At 11, Katie and I had to prepare for our presentation on hand washing. It's amazing how we take such a simple, yet crucial, act of infection control for granted. Here it is not something that is automatically done and definitely takes encouragement. Cleanliness is not on the same standard that we have in North America. So the organization I am volunteering with designed this presentation for the volunteers to do for the staff
and nurses to do a couple of times in the summer to teach them the importance of hand washing.

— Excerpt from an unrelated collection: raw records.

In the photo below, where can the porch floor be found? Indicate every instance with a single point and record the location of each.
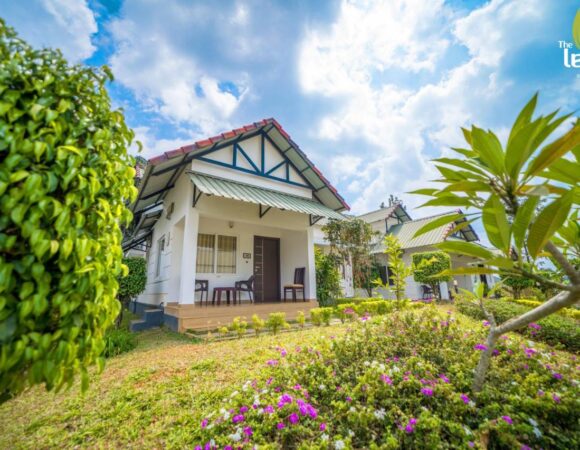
(197, 317)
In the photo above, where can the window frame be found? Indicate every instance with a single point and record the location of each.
(215, 254)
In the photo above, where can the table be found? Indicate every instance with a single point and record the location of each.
(219, 291)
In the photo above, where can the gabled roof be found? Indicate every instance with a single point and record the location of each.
(163, 171)
(405, 232)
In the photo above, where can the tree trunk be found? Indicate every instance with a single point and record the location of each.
(561, 300)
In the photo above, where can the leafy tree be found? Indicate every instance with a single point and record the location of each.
(327, 278)
(504, 184)
(132, 283)
(351, 242)
(65, 180)
(398, 270)
(431, 268)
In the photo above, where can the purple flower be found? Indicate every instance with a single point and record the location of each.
(427, 391)
(507, 420)
(386, 379)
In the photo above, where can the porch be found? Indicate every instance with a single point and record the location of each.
(182, 317)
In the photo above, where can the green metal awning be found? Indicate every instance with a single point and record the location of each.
(221, 187)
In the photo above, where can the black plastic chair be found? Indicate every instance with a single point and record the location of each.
(298, 284)
(245, 286)
(202, 286)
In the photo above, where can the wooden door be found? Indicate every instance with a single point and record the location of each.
(267, 268)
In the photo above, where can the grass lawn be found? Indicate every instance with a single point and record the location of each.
(150, 398)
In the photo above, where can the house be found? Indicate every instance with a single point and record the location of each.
(240, 204)
(394, 219)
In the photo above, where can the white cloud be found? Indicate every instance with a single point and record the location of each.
(64, 24)
(399, 125)
(166, 78)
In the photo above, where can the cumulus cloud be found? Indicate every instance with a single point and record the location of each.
(403, 127)
(64, 24)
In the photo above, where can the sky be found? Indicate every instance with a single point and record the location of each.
(372, 91)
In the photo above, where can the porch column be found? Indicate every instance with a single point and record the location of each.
(189, 256)
(310, 265)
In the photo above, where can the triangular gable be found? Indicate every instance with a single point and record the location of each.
(257, 155)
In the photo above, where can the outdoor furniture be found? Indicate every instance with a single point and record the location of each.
(227, 290)
(245, 286)
(298, 284)
(202, 286)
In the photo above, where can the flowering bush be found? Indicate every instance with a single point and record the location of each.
(556, 329)
(375, 387)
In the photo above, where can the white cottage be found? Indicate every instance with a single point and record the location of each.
(236, 207)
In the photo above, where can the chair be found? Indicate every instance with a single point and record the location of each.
(245, 286)
(202, 286)
(427, 291)
(298, 284)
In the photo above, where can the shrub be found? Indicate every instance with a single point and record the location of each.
(239, 326)
(557, 330)
(429, 264)
(402, 381)
(327, 278)
(301, 319)
(65, 181)
(258, 324)
(276, 321)
(117, 341)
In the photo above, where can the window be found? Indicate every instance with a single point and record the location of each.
(160, 250)
(216, 253)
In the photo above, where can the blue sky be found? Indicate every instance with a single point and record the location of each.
(370, 90)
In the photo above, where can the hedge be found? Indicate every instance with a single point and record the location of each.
(556, 330)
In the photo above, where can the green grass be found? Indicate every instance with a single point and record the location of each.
(150, 397)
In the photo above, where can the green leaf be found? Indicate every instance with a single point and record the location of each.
(549, 220)
(522, 221)
(438, 222)
(466, 248)
(487, 145)
(555, 151)
(496, 224)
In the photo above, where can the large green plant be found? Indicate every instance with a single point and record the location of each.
(527, 195)
(327, 278)
(132, 283)
(398, 270)
(431, 268)
(65, 180)
(350, 241)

We used this powder/lotion that is invisible under normal light but visible under UV light to emulate germs. We first put the lotion on their hands and we asked them to wash their hands normally and then with the UV light, we checked how well they did. Then we taught them the proper way to wash and have them do it again, but we replaced one of the towels with a dirty one with the special powder (to emulate a dirty towel and how you can do a good job washing but it doesnt matter if you use a dirty towel) on it and had them wash and dry their hands again with proper washing. The ladies who had the dirty towel looked so panicked when they saw all the "germs" on their hands — we had to assure them we had played a trick on them. It's nice to see how concerned they were with cleanliness! They were obviously bothered by that and this will probably stick in their heads.

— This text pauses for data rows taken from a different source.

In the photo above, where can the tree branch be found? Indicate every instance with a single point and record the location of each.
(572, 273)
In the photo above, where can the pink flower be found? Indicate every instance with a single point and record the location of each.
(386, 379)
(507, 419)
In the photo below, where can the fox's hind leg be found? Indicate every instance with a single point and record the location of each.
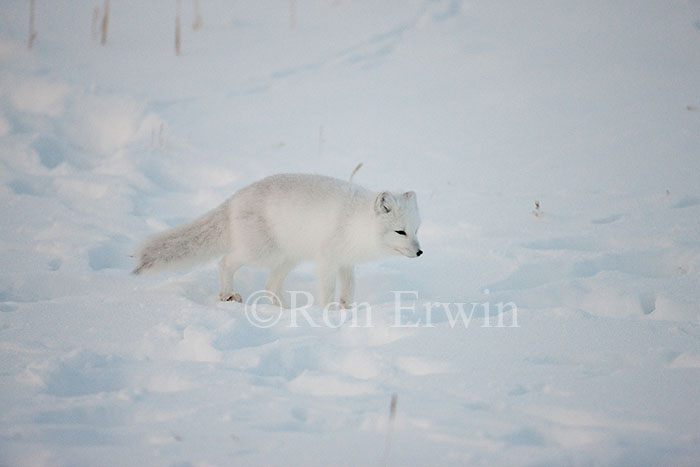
(326, 274)
(275, 281)
(346, 274)
(228, 265)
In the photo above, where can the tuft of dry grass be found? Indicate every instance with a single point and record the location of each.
(105, 23)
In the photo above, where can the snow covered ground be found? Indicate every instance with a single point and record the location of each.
(589, 108)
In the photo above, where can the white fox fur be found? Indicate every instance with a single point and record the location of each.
(283, 220)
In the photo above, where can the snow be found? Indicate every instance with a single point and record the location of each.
(483, 108)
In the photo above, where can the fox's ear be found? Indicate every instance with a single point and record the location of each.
(384, 203)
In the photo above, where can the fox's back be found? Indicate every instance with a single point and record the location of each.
(299, 213)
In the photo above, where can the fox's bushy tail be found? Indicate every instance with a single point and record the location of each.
(185, 245)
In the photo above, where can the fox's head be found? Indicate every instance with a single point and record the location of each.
(398, 221)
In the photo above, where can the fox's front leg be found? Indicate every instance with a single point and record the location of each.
(227, 268)
(326, 274)
(346, 275)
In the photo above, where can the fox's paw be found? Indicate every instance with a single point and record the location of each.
(230, 297)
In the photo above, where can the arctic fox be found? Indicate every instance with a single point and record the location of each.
(283, 220)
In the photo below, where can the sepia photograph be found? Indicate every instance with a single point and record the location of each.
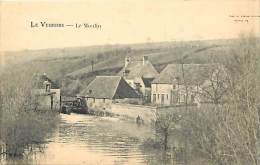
(130, 82)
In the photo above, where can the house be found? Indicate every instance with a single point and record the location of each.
(104, 90)
(139, 75)
(48, 92)
(177, 80)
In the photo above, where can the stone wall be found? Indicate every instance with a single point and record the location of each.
(147, 113)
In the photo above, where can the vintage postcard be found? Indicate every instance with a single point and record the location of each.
(129, 82)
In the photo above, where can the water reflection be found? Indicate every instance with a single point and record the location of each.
(82, 139)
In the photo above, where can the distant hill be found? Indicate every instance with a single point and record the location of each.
(73, 66)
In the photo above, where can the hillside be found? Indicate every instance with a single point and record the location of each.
(73, 66)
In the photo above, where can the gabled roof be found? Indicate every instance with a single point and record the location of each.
(193, 74)
(110, 87)
(147, 81)
(40, 79)
(139, 69)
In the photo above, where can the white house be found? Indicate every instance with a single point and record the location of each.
(177, 81)
(104, 90)
(48, 93)
(139, 74)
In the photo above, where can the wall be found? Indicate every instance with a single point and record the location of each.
(158, 90)
(147, 113)
(45, 100)
(98, 103)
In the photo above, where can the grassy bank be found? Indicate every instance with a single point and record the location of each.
(23, 127)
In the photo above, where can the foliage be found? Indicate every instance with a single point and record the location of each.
(24, 127)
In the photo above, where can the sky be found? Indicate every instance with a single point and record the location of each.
(123, 21)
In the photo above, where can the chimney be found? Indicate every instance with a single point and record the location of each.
(127, 60)
(145, 59)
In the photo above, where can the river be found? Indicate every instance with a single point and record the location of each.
(83, 139)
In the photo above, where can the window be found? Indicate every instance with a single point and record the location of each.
(154, 98)
(47, 88)
(162, 98)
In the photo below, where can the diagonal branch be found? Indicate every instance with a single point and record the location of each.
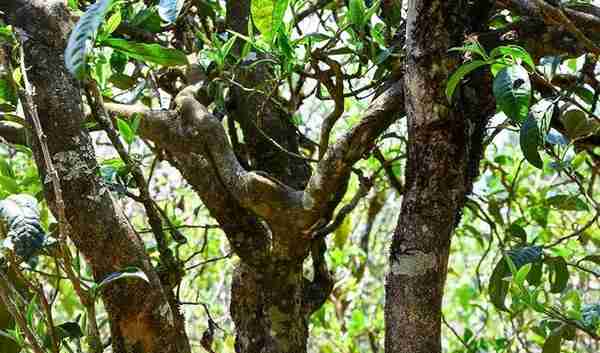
(192, 129)
(334, 168)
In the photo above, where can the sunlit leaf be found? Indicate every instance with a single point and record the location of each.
(459, 74)
(154, 53)
(20, 217)
(512, 89)
(530, 141)
(168, 10)
(82, 36)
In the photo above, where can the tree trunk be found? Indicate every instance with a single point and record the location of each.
(148, 323)
(444, 150)
(268, 309)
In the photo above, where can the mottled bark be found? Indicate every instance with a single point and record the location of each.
(150, 323)
(444, 149)
(271, 300)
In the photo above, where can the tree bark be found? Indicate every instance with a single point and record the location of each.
(444, 150)
(149, 323)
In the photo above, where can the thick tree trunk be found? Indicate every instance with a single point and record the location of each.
(148, 323)
(444, 149)
(267, 307)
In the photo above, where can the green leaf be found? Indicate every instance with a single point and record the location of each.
(577, 124)
(112, 23)
(522, 274)
(125, 130)
(553, 341)
(262, 16)
(567, 203)
(154, 53)
(530, 141)
(20, 216)
(278, 14)
(590, 316)
(549, 66)
(512, 90)
(514, 51)
(472, 46)
(592, 258)
(128, 272)
(534, 277)
(498, 285)
(459, 74)
(356, 12)
(168, 10)
(69, 330)
(516, 231)
(81, 37)
(8, 96)
(559, 273)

Katie did most of the talking for the
presentation, but I helped out Vanna White-style. Not too much more happened in the afternoon. I thought it was really funny because a guy at the hospital offered to dump our water buckets for us and when we got back to get them, they were gone. I looked everywhere for them and then asked the same guy and he (obviously not speaking English) where the buckets were, and he didn't know. I don't think it's that hard to understand what I was talking about because I was signalling bucket and the last time he had seen us, he had taken the buckets. He did obviously understand me because he brought me to a room that had tons of buckets, but not ours (they were different). So eventually I said that colour didn't matter and he gave me a bucket. I thought wow so typical, giving back random buckets. But then later we discovered that he had actually put our buckets back outside the volunteer office for us. It's funny he didn't just tell us that!

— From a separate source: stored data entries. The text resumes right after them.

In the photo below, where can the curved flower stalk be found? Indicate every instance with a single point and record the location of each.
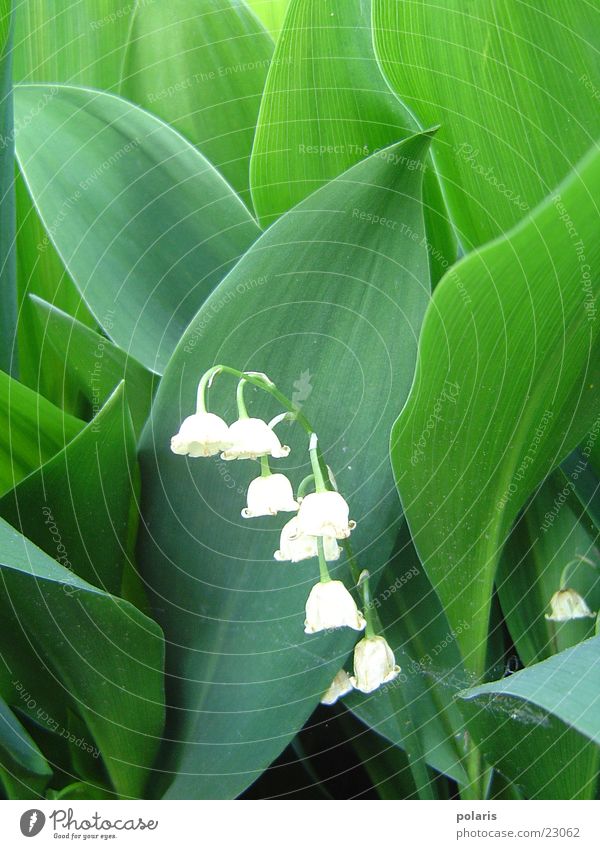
(322, 519)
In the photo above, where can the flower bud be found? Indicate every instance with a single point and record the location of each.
(253, 438)
(567, 604)
(269, 495)
(325, 514)
(295, 546)
(340, 686)
(201, 435)
(374, 664)
(330, 605)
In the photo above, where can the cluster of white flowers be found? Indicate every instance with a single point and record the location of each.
(321, 519)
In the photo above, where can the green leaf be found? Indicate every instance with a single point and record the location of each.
(512, 85)
(432, 673)
(79, 43)
(91, 365)
(270, 12)
(546, 538)
(536, 724)
(141, 219)
(105, 656)
(76, 506)
(201, 67)
(33, 430)
(506, 385)
(326, 106)
(8, 282)
(330, 309)
(20, 758)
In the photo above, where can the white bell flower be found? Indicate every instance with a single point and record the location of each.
(340, 686)
(330, 605)
(325, 514)
(567, 604)
(201, 435)
(295, 546)
(269, 495)
(374, 664)
(252, 438)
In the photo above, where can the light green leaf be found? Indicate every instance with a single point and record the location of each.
(270, 12)
(201, 67)
(81, 43)
(506, 385)
(326, 106)
(76, 506)
(537, 724)
(512, 85)
(32, 431)
(432, 673)
(545, 539)
(8, 282)
(142, 221)
(330, 308)
(105, 656)
(91, 366)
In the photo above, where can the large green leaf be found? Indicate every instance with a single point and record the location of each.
(32, 430)
(80, 42)
(22, 765)
(141, 219)
(331, 310)
(512, 85)
(201, 67)
(506, 385)
(537, 724)
(76, 506)
(432, 673)
(326, 106)
(8, 284)
(91, 366)
(546, 538)
(105, 656)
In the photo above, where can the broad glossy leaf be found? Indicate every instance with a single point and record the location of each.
(80, 42)
(8, 284)
(546, 538)
(141, 219)
(92, 366)
(326, 106)
(432, 673)
(506, 386)
(270, 12)
(537, 724)
(201, 67)
(105, 656)
(22, 765)
(76, 506)
(331, 310)
(41, 272)
(512, 85)
(32, 430)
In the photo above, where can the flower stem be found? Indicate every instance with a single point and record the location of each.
(324, 571)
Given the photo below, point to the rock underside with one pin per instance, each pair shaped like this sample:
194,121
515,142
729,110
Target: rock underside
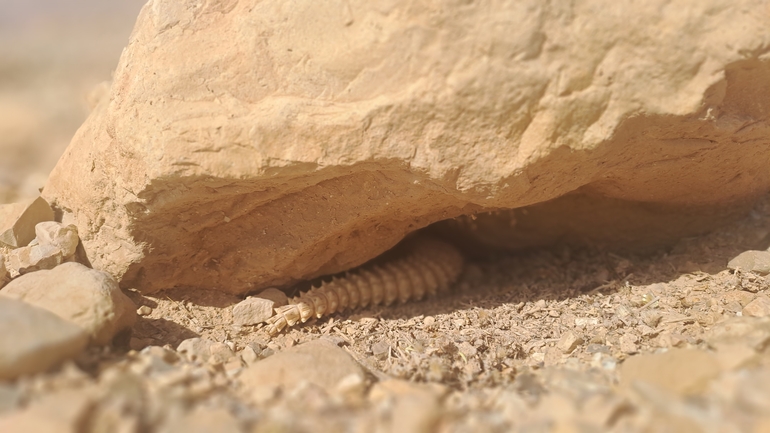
308,156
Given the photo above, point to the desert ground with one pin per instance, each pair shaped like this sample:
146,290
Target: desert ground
566,338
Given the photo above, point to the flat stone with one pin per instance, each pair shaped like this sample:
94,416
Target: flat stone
753,332
319,362
84,296
628,343
34,340
759,307
272,173
278,297
568,342
57,235
252,310
741,297
18,221
680,371
754,261
33,258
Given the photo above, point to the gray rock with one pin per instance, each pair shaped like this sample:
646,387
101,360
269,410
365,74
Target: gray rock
319,362
18,221
755,261
252,310
34,340
87,297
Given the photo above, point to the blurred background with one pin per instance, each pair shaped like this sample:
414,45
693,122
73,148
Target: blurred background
55,56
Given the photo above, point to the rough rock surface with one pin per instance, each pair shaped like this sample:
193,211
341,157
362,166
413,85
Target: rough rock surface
18,221
273,155
319,362
34,340
89,298
755,261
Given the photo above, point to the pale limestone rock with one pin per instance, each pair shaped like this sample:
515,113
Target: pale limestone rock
568,342
252,310
34,258
273,155
59,412
86,297
18,220
5,276
414,407
754,261
57,235
680,371
319,362
34,340
277,296
195,349
201,420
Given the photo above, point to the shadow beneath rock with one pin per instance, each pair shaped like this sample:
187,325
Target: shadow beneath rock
161,331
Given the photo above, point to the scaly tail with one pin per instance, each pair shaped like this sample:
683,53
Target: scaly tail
431,266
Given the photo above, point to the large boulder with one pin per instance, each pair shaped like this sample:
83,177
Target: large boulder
250,143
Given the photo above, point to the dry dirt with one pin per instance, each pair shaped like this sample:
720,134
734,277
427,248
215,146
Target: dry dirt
531,342
534,341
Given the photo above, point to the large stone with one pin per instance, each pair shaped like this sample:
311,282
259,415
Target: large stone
274,155
319,362
18,221
33,339
680,371
754,261
86,297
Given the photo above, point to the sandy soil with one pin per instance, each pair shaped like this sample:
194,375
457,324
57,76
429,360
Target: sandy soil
539,341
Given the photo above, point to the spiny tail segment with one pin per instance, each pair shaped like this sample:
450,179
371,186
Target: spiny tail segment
430,266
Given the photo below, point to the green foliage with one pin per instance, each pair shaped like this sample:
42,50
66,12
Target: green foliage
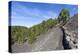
18,34
63,15
21,34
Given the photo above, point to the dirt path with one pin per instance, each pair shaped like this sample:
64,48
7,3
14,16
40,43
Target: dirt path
51,40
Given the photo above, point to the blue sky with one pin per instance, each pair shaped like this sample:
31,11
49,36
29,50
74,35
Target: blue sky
29,14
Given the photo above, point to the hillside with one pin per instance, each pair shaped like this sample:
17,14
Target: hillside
71,31
53,39
50,40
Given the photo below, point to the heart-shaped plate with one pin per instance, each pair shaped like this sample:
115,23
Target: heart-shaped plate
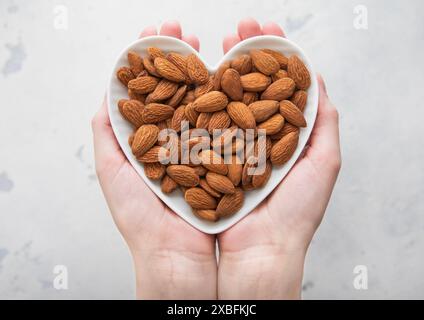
175,201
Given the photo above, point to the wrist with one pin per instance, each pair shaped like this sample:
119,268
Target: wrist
166,274
261,273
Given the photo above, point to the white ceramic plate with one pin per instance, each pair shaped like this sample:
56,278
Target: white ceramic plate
123,129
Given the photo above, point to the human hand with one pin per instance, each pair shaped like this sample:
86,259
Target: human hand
262,256
172,259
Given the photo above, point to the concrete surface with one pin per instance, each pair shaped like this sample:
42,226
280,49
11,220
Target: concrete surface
52,81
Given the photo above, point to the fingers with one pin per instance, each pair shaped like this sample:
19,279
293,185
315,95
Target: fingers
248,28
148,31
171,29
192,41
324,142
273,29
230,41
105,144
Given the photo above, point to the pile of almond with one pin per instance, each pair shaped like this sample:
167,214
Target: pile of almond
262,93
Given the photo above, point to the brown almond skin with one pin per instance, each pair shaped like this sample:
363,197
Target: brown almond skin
292,113
156,112
211,102
299,73
230,203
183,175
220,182
264,62
196,70
168,70
279,90
168,185
205,185
300,98
208,215
273,125
287,128
125,75
243,64
259,180
281,58
198,198
241,115
218,75
135,62
213,162
154,171
143,85
231,84
255,82
219,120
144,138
132,111
283,150
264,109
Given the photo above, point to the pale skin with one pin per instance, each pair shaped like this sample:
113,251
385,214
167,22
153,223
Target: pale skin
262,256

Later in the afternoon we went to see an echo cardiogram being done (which is a mix between ultrasound and Doppler to look at the heart). Finally we left the hospital around 6pm to go back to Thamel for dinner. One by one everyone seems to be switching into the hotel where I'm staying because its really cheap but nice and peaceful. Katie moved over tonight and I think the Ottawa guys will soon too because they're getting tired of their $5 a day hostel. My hotel, International Guest House costs $15 for a clean private room with breakfast (summer price). I highly recommend this hotel to anyone!!! Then we went to dinner at the Roadhouse Cafe, which isn't Nepali, but the food is good and has a nice atmosphere. Why do restaurants have such nice atmospheres when you're in a foreign place and we can't quite find ones as good at home?!?